An example of how the rules can be bent had come earlier that same evening. During the public-comment portion of the passenger-rail discussion, Fred English rose to express his disbelief over the project’s stated cost. He then segued into a diatribe against Waterman and Mittler’s clown stunt two weeks earlier. (This time, Mittler and Waterman had abandoned the clown outfits in favor of colonial garb — crushed-velvet jackets and knee breeches — but their ponytails were real.) English was interrupted by Vice Mayor Cloninger, who asked whether English’s comments had to do with passenger rail service.
English deftly dodged the question and continued berating Waterman and Mittler, calling them “Paul Revere and the Raider” and suggesting that they “move to Ann Arbor, Mich., where a fine for marijuana possession is $5, or San Francisco, where it’s cheaper.” He added, “I was born and raised in these mountains.” Though well into retirement age, English then puffed up his chest and, glaring at the two men, declared: “You don’t need to look in the dictionary to find the definition of mountain man. You just need to look at me.” Then, after a long, tense moment, English took his seat.

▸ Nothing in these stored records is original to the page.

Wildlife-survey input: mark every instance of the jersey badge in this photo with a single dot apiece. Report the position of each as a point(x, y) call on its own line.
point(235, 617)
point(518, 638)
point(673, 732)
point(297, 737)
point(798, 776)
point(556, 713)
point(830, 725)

So when Waterman later rose to speak out against the proposed changes to the public-comment rules, he cited English’s comments from earlier in the evening. English’s digression, said Waterman, was an example of the unfair way that Council applies its own rules. It shouldn’t matter, he said, whether Council members agree or disagree with the subject matter. “Don’t cut down the channels. If you do so, you are no longer leaders — you are autocrats,” proclaimed Waterman.
When it was Mittler’s turn, he opted for a more Socratic strategy, posing frequent questions to City Council and pausing for answers. Finally, referring to Mittler’s organization, Asheville People for Cannabis Education, Council member Terry Bellamy commented, “I was educated two weeks ago; I’ve had enough education.”
Mayoral candidate Mickey Mahaffey, one of several members of the public to speak out against the behavior of the cannabis clowns as well as against changes in the public-comment policy, said, “I can’t sit here tonight and listen to [the clown’s] disparaging remarks.”
In the end, Council voted to table the proposed amendments.